Package {TwoCutoff}


Type: Package
Title: Deriving Clinically Interpretable Cutoffs for Disease Biomarkers
Version: 0.1.0
Maintainer: Bhrigu Kumar Rajbongshi <kumarbhrigu536@gmail.com>
Description: Provides a reproducible pipeline for deriving two clinically meaningful cutoffs for disease biomarkers using a unified two-stage framework.

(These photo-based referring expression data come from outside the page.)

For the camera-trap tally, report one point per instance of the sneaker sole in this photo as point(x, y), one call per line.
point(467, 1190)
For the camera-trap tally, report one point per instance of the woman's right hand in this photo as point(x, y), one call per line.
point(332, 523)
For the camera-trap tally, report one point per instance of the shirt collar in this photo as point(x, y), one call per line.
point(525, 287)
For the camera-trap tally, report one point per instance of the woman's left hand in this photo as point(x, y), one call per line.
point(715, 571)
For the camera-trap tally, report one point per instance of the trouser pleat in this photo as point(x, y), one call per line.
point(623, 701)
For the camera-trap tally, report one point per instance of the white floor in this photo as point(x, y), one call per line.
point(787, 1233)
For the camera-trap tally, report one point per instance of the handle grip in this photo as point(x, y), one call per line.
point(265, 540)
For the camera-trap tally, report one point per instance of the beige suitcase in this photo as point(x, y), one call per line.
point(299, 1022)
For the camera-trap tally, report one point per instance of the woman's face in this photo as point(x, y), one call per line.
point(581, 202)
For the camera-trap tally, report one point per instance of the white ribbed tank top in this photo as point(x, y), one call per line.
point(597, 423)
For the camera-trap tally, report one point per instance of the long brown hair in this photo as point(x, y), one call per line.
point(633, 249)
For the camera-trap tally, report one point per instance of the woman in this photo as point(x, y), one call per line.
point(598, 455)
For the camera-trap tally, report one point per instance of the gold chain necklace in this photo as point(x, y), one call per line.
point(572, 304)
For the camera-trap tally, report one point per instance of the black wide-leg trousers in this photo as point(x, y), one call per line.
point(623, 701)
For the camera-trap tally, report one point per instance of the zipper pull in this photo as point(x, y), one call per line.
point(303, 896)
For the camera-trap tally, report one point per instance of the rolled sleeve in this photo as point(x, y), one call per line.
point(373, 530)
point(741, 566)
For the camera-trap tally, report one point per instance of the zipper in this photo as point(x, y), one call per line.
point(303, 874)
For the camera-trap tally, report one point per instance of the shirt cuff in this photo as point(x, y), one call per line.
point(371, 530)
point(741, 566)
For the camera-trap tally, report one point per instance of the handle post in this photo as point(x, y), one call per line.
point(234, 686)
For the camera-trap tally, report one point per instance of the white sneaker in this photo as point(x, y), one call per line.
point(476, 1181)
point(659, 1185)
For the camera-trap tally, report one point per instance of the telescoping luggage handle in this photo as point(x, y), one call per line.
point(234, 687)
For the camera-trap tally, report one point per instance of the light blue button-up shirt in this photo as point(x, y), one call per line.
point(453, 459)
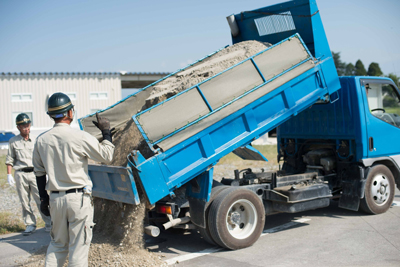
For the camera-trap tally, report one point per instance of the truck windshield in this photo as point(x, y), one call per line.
point(383, 102)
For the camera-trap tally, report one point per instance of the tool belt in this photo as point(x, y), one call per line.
point(74, 190)
point(26, 169)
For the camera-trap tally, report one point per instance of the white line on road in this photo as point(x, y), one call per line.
point(216, 249)
point(396, 204)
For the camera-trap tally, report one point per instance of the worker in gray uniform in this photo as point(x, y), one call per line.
point(19, 157)
point(62, 153)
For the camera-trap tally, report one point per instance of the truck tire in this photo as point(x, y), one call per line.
point(205, 232)
point(379, 190)
point(236, 218)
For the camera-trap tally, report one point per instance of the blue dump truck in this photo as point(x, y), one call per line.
point(337, 136)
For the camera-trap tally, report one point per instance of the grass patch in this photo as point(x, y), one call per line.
point(9, 224)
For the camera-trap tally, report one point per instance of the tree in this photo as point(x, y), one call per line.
point(340, 66)
point(395, 78)
point(374, 69)
point(360, 69)
point(350, 70)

The package integrates finite mixture modeling with risk prediction using biomarker plus clinical features, followed by decision curve analysis to evaluate clinical utility. Outputs include biomarker density plots, risk calibration curves, decision curves, and summary tables of diagnostic performance. Designed for researchers in bio-statistics, neurology, and data science, this package emphasizes reproducibility, transparency, and clear clinical relevance.
Imports: dplyr, mixtools, stats, pROC, xgboost, ggplot2, caret, patchwork, gridExtra
License: MIT + file LICENSE
Encoding: UTF-8
LazyData: true
Depends: R (≥ 4.0.0)
RoxygenNote: 7.3.2
NeedsCompilation: no
Suggests: rmarkdown, DiagrammeR, knitr, devtools
VignetteBuilder: knitr
Author: Bhrigu Kumar Rajbongshi [aut, cre, ctb], Seyed Ehsan Saffari [aut, ctb], Nastaran Marzban [aut, ctb]
Packaged: 2026-06-20 14:38:03 UTC; bhrigu
Repository: CRAN
Date/Publication: 2026-06-24 10:00:13 UTC

Adjust biomarker score with confounder-adjusted risk model

Description

Function for biomarker score with confounder-adjusted risk model

Usage

adjust_score(
  data_set,
  biomarker,
  outcome,
  confounders = NULL,
  k = 2,
  maxit = 1000,
  epsilon = 1e-08,
  CompCase = FALSE,
  xgb_params = NULL,
  validate = FALSE,
  test_size = 0.2,
  seed = 123
)

Arguments

data_set

Data frame containing biomarker, outcome, and confounders.

biomarker

Character, name of biomarker column.

outcome

Character, name of binary outcome column (0/1).

confounders

Character vector of confounder column names (default = NULL).

k

Integer, number of mixture components (default = 2).

maxit

Integer, maximum EM iterations.

epsilon

Numeric, convergence tolerance for EM.

CompCase

Logical, whether to perform complete case analysis (default = FALSE).

xgb_params

Optional list of hyperparameters passed to xgboost::xgb.train. Can override default settings such as max_depth = 3, eta = 0.05, subsample = 0.8, and colsample_bytree = 0.8.

validate

Logical, whether to perform a train/test split. If TRUE, model performance is evaluated on a held-out test set. Validation is only performed when confounders are provided and an xgboost model is fitted.

test_size

Numeric, proportion of data used for the test set. Only used when validate = TRUE. Must be between 0 and 1.

seed

Integer, random seed for reproducibility of the train/test split.

Details

This function implements a two-stage modeling pipeline:

Stage 1: Finite Mixture Model (FMM)

Stage 2: Confounder-Adjusted Risk Model (xgboost)

The disease component is identified using which.max(mu), assuming that higher biomarker values correspond to disease. If this assumption does not hold for your dataset, results may be misleading. A warning is issued if the assumption may not hold.

Value

A list containing:

Examples

n <- 200
set.seed(123)

# outcome
DISEASE <- rbinom(n, 1, 0.35)

# biomarker depends on disease
PTAU <- rnorm(n, mean = 25 + 10 * DISEASE, sd = 8)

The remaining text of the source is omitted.